Challenging ‘partnership’

DVLA Swansea

Challenging ‘partnership’

SOCIALIST PARTY members and other Left Unity supporters in civil service union PCS at the Driver and Vehicle Licensing Agency (DVLA) in Swansea, have laid down a marker for the future by challenging the current right-wing leadership of the branch in this year’s branch elections. With a vote of around 40%, there are some real positive aspects to the campaign and the results.

Dave Warren, PCS – DVLA Swansea branch, personal capacity

In common with the rest of the civil service, union members at DVLA are threatened with attacks on their pensions, job cuts through the Gershon review and more intensive exploitation through new working practices and individual monitoring. In addition, DVLA is at the bottom end of the pay league in the Department for Transport.

The branch officers who are associated with the remnants of the misnamed national ‘moderate’ group in PCS have abandoned any semblance of an independent trade union response. They prefer to “work closely with management”, as they describe it. The partnership agreement is used as an excuse for the union to become advocates for the official DVLA line.

Left Unity stood a slate of seven candidates for officer and branch executive committee positions in September. The elections had been delayed from March due to the left candidate for branch secretary, Dave Warren, being unconstitutionally prevented from standing.

The union’s national executive had to step in and organise the elections on behalf of the branch, to ensure that they were conducted fairly. The vote for Left Unity ranged from 351 to 290 for the committee, compared to the right wing’s vote of 525 to 431.

The campaign began in earnest in November 2004. Over the ten months leading up to the elections, Left Unity distributed ten separate leaflets totalling 24,000 to the membership of around 3,200. As well as general leaflets on the major issues facing civil servants, there were also leaflets targeted at particular sections of the workforce.

The campaign raised the profile, not just of the Left Unity candidates but of the union as a whole. A dozen people took part in giving out leaflets and donating money to the campaign, and many more approached us to express support.

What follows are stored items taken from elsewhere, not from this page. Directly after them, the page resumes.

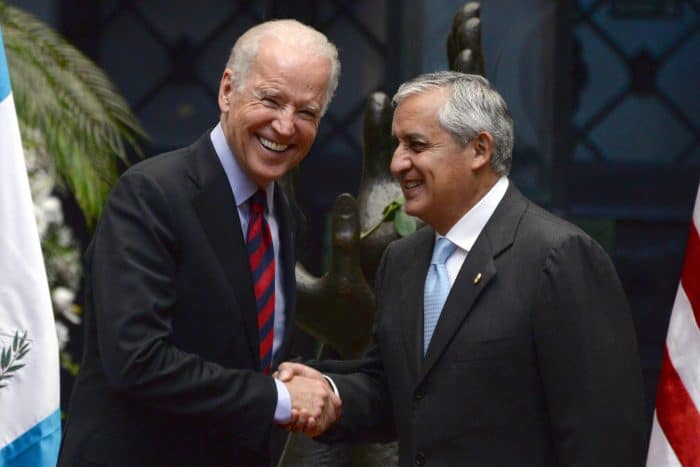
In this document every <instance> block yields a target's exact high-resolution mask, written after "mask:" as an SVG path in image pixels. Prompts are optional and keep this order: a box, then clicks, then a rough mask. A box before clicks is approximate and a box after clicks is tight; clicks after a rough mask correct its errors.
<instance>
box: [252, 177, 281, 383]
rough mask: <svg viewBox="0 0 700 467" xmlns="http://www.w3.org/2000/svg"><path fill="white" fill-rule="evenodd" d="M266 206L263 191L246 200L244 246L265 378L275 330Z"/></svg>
mask: <svg viewBox="0 0 700 467" xmlns="http://www.w3.org/2000/svg"><path fill="white" fill-rule="evenodd" d="M266 205H267V201H266V197H265V192H264V191H262V190H258V191H257V192H255V194H254V195H253V196H251V197H250V201H249V209H250V211H249V214H248V234H247V236H246V244H247V247H248V262H249V265H250V272H251V274H252V275H253V289H254V293H255V302H256V305H257V309H258V334H259V337H260V348H259V352H260V369H261V370H262V372H263V373H266V374H269V373H270V366H271V363H272V340H273V338H274V330H275V329H274V327H275V326H274V325H275V251H274V249H273V246H272V235H271V234H270V228H269V227H268V225H267V221H266V220H265V206H266Z"/></svg>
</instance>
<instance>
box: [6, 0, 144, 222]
mask: <svg viewBox="0 0 700 467" xmlns="http://www.w3.org/2000/svg"><path fill="white" fill-rule="evenodd" d="M0 27H1V28H2V32H3V40H4V43H5V52H6V55H7V62H8V66H9V69H10V80H11V83H12V92H13V96H14V100H15V104H16V108H17V116H18V118H19V122H20V127H21V129H22V138H23V142H24V143H25V148H26V147H27V146H28V145H31V144H35V143H36V141H35V140H36V137H35V136H34V133H35V132H38V133H39V134H40V135H41V138H40V141H41V144H42V145H43V146H44V148H45V150H46V152H47V153H48V154H49V155H50V158H51V161H52V164H53V167H54V169H55V173H56V175H57V179H58V180H59V181H60V182H62V184H61V186H62V187H63V188H67V189H68V190H69V191H70V192H71V193H72V194H73V195H74V196H75V199H76V200H77V202H78V204H79V206H80V208H81V210H82V212H83V214H84V215H85V219H86V221H87V224H88V226H91V227H92V226H94V224H95V222H96V220H97V218H98V217H99V213H100V211H101V209H102V206H103V204H104V202H105V200H106V197H107V194H108V193H109V190H110V188H111V187H112V185H113V184H114V182H115V181H116V178H117V176H118V170H117V161H118V160H120V159H121V160H122V161H124V162H126V161H127V146H131V147H132V148H133V149H134V150H135V152H136V153H137V154H139V155H141V150H140V148H139V145H138V140H139V138H146V135H145V132H144V130H143V129H142V128H141V126H140V125H139V123H138V121H137V120H136V117H135V116H134V115H133V114H132V112H131V110H130V109H129V106H128V105H127V103H126V101H124V99H123V98H122V97H121V96H120V95H119V93H118V92H117V91H116V89H115V87H114V85H113V84H112V83H111V82H110V81H109V79H108V78H107V76H106V75H105V74H104V72H103V71H102V70H101V69H100V68H99V67H98V66H97V65H95V64H94V63H93V62H91V61H90V60H89V59H88V58H87V57H86V56H85V55H83V54H82V53H81V52H80V51H78V50H77V49H76V48H75V47H73V46H72V45H70V44H69V43H68V42H67V41H66V40H65V39H63V38H62V37H61V36H60V35H58V34H57V33H56V32H54V31H53V30H52V29H51V28H50V27H49V26H47V25H46V24H44V23H42V22H41V21H39V20H37V19H36V18H34V17H33V16H31V15H30V14H28V13H26V12H24V11H22V10H21V9H19V8H16V7H13V6H10V5H7V4H6V3H5V2H4V1H3V0H0Z"/></svg>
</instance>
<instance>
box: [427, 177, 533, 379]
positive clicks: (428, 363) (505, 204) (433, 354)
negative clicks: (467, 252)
mask: <svg viewBox="0 0 700 467" xmlns="http://www.w3.org/2000/svg"><path fill="white" fill-rule="evenodd" d="M527 203H528V201H527V200H526V199H525V198H524V197H523V196H522V194H520V192H519V191H518V189H517V188H516V187H515V186H514V185H513V183H512V182H511V183H510V184H509V187H508V190H507V191H506V194H505V195H504V197H503V199H502V200H501V202H500V203H499V205H498V207H497V208H496V210H495V211H494V213H493V215H492V216H491V218H490V219H489V221H488V222H487V223H486V226H484V229H483V230H482V231H481V234H480V235H479V237H478V238H477V240H476V242H475V243H474V246H473V247H472V249H471V250H470V251H469V254H468V255H467V258H466V259H465V261H464V264H463V265H462V269H460V271H459V274H458V275H457V278H456V279H455V282H454V284H453V285H452V289H451V290H450V294H449V296H448V297H447V301H446V302H445V306H444V308H443V310H442V313H441V314H440V319H439V320H438V323H437V325H436V327H435V331H434V332H433V337H432V339H431V340H430V345H429V346H428V351H427V353H426V355H425V359H424V360H423V365H422V366H421V367H420V368H421V370H420V374H419V375H418V380H417V384H420V383H421V381H422V380H423V379H424V378H425V377H426V375H427V374H428V373H429V372H430V370H431V369H432V368H433V367H434V366H435V364H436V362H437V361H438V360H439V359H440V357H441V355H442V354H443V353H444V352H445V349H446V348H447V346H448V345H449V343H450V342H451V341H452V338H453V337H454V335H455V334H456V333H457V332H458V331H459V329H460V327H461V326H463V325H464V321H465V320H466V319H467V317H468V315H469V313H471V311H472V310H473V308H474V304H475V303H476V301H477V299H478V298H479V295H481V294H482V293H483V291H484V290H486V289H487V288H488V286H489V285H490V284H491V282H492V281H493V279H494V278H495V277H496V275H497V274H498V270H497V268H496V263H495V261H494V259H495V258H497V257H498V256H499V255H500V254H501V253H502V252H503V251H504V250H506V249H507V248H508V247H510V246H511V245H512V244H513V241H514V239H515V233H516V231H517V228H518V224H519V222H520V219H521V218H522V215H523V213H524V212H525V209H526V208H527ZM426 268H427V266H426ZM421 290H422V289H421ZM421 303H422V300H421ZM420 316H421V318H420V319H421V322H422V320H423V310H422V305H421V314H420Z"/></svg>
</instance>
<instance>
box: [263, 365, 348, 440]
mask: <svg viewBox="0 0 700 467" xmlns="http://www.w3.org/2000/svg"><path fill="white" fill-rule="evenodd" d="M273 376H274V377H275V378H277V379H278V380H280V381H282V382H283V383H284V384H285V385H286V386H287V390H288V391H289V396H290V398H291V402H292V417H291V419H290V420H289V422H287V423H286V424H284V425H282V427H283V428H285V429H287V430H289V431H293V432H294V433H300V432H303V433H305V434H307V435H308V436H311V437H315V436H318V435H320V434H322V433H323V432H324V431H326V430H327V429H328V427H330V426H331V425H332V424H333V423H335V421H336V420H338V418H340V413H341V406H342V402H341V400H340V398H339V397H338V395H337V394H335V392H334V391H333V388H332V387H331V383H330V382H329V381H328V380H327V379H326V378H325V377H324V376H323V375H322V374H321V373H320V372H318V371H317V370H314V369H313V368H311V367H308V366H306V365H302V364H300V363H290V362H284V363H282V364H281V365H280V366H279V369H278V370H277V371H276V372H275V373H274V375H273Z"/></svg>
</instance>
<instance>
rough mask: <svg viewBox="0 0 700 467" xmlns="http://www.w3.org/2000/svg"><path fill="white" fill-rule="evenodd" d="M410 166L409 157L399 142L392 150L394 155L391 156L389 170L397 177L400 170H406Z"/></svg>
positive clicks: (402, 171)
mask: <svg viewBox="0 0 700 467" xmlns="http://www.w3.org/2000/svg"><path fill="white" fill-rule="evenodd" d="M410 168H411V159H410V158H409V157H408V154H407V153H406V151H403V150H402V149H401V145H400V144H399V145H398V146H397V147H396V149H395V150H394V155H393V156H392V157H391V164H390V165H389V170H390V171H391V173H392V174H393V175H394V177H396V178H398V177H399V175H400V174H401V173H402V172H406V171H407V170H409V169H410Z"/></svg>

The right wing responded by attacking us in very aggressive terms, accusing us of being “misfits, extremists and malicious liars”. By using official union circulars, they gave the impression that this was a battle between the union and outsiders bent on destroying it.

This was despite the fact that some of our candidates have been loyal union members for 20 or 30 years.

The votes for the Left candidates show significant support, and we are determined to build on this over the coming months.